Perubahan Ekosistem Kutub Utara
18 Februari 2013Pada bagian bawah lapisan es di Kutub Utara tumbuh ganggang dalam jumlah besar. Ganggang es ini memainkan peran penting sebagai sumber bahan makanan dan oksigen pada ekosistem.
Tapi apa yang akan terjadi, jika es mencair dengan laju yang makin cepat dan dalam volume yang terus bertambah akibat perubahan iklim? Ini ditelusuri oleh tim peneliti Helmholtz-Max-Planck yang dipimpin Antje Boetius. Pertengahan tahun lalu, kelompok tersebut melakukan ekspedisi penelitian selama dua bulan dengan kapal peneliti "Polarstern" milik lembaga peneliti kutub Institut Alfred Wegener (AWI).
Permadani Hijau di Kedalaman
Dengan bantuan alat penelitian terkini, secara mengejutkan tim menemukan, proses pencairan es di permukaan memiliki efek hingga ke kedalaman 400 meter.
"Kami mengamati dasar laut dalam dan memastikan, bahwa ganggang yang membentuk jaringan serupa permadani di bawah lapisan es, sebagian besar berasal dari lelehan es yang tenggelam ke laut dalam", kata Boetius kepada DW. "Gumpalan ganggang, dengan diameter hingga 50 sentimeter, menutupi hingga 10 persen dasar laut."

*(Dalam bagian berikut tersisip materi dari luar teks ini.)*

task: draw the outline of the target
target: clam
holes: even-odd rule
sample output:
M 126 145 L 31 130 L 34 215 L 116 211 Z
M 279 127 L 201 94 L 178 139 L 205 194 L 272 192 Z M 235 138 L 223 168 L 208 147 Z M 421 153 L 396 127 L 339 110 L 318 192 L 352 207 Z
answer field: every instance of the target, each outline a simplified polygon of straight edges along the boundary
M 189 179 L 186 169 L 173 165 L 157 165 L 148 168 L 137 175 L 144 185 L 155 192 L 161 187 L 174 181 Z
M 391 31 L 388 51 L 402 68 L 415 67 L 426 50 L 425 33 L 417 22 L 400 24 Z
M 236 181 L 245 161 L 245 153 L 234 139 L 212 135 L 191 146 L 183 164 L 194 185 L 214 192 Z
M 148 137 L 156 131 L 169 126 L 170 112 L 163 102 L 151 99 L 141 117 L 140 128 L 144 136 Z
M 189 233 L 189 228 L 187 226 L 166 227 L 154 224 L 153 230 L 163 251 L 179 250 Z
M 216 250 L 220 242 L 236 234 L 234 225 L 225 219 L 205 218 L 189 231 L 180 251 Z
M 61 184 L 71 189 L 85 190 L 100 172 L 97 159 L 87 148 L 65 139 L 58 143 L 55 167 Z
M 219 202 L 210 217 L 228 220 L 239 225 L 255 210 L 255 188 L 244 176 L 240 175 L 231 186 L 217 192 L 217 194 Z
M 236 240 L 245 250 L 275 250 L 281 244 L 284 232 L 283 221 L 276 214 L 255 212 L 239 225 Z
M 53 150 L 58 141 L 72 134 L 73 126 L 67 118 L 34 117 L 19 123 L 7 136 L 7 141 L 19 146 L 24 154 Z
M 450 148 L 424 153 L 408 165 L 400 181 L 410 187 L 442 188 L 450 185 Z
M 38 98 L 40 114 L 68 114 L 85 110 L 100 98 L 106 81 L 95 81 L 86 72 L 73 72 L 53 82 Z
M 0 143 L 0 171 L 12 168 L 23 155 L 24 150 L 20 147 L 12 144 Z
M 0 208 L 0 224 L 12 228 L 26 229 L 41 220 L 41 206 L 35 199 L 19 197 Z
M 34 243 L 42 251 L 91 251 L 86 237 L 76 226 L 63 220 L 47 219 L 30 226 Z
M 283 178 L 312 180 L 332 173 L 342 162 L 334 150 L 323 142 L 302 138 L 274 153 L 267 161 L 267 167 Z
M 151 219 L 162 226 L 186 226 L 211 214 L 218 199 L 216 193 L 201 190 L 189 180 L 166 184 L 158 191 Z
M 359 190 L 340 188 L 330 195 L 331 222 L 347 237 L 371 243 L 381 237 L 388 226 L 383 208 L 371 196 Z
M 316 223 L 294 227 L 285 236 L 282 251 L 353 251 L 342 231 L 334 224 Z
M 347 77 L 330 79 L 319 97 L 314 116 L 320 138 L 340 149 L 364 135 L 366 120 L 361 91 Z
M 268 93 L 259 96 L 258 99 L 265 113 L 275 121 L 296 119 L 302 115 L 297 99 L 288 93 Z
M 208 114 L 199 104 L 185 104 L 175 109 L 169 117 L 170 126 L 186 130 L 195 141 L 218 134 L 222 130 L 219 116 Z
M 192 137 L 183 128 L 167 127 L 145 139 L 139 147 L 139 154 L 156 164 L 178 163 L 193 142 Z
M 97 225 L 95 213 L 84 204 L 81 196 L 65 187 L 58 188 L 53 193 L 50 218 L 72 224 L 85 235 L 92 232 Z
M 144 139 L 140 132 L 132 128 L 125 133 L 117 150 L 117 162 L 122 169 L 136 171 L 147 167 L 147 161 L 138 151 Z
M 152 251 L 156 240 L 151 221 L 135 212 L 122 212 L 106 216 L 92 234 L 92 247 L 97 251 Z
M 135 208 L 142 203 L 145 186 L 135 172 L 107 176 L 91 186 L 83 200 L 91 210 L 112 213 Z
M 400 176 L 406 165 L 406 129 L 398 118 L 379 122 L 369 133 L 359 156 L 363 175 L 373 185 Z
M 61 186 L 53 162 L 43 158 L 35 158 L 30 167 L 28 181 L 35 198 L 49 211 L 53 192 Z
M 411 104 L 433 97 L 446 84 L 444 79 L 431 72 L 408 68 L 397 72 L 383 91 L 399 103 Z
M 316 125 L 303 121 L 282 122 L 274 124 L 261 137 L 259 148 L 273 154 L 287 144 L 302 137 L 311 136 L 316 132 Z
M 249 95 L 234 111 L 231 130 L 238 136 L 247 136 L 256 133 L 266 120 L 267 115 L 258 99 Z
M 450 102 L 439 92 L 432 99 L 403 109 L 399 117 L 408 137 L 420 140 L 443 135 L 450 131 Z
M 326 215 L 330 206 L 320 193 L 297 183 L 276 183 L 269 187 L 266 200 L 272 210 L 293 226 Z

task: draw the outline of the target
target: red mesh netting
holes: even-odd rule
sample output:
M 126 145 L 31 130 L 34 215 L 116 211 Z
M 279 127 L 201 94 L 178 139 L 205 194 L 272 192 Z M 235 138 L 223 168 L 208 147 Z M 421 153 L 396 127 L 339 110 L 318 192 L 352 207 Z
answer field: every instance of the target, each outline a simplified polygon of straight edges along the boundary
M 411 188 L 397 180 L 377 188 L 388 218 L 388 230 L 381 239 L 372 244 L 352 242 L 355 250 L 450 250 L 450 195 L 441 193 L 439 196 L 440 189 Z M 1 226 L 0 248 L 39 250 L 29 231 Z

"Kami berada di wilayah Kutub Utara yang sangat luas dan memastikan proses pencairan es terjadi dimana-mana. Kami memastikan hanya sedikit hewan di Samudra Arktik yang bisa memanfaatkan ganggang ini sebagai bahan makanan.
Ganggang itu sebagian besar berada di dasar laut dan bakteri mulai menguraikannya. Untuk proses ini, bakter memerlukan banyak oksigen", jelas Boetius. Banyak areal kecil di dasar laut yang digolongkan tidak lagi mendapat pasokan oksigen.
Perubahan kondisi
Para ilmuwan menduga, dalam kondisi aktual ganggang es tumbuh dengan cepat. Penyebabnya, lapisan es yang lebih tipis memungkinkan lebih banyak cahaya tembus. Lapisan es di kawasan lautan kutub utara yang makin tipis dan hangat, mengakibatkan es makin cepat meleleh dan ganggang terlepas lebih cepat dari es lalu tenggelam.
"Untuk pertama kalinya kami bisa menunjukkan bahwa pemanasan di kawasan Kutub Utara dan perubahan fisik yang terkait dengan itu, menimbulkan reaksi lebih cepat di seluruh ekosistem hingga ke kedalaman laut", ujar Boetius.
Para pakar belum tahu, apakah ini hanya fenomena sekali saja, atau apakah ini adalah "Kutub Utara baru di masa mendatang", kata Boetius. Untuk mengetahuinya, data harus terus dikumpulkan selama beberapa tahun mendatang.
"Mungkin Samudra Arktik akan menjadi lautan yang sama sekali berbeda dalam lima tahun ke depan. Berdasarkan pengamatan kami, ini mungkin terjadi."
Bagi ahli kelautan Boetius, hasil penelitian harus memiliki konsekuensi jelas bagi politik dan masyarakat. Jika pemanasan global bisa mengubah sistem keseluruhan lautan sedemikian cepat, maka harus ada reaksi yang lebih cepat juga "agar perubahan iklim bisa terkendali."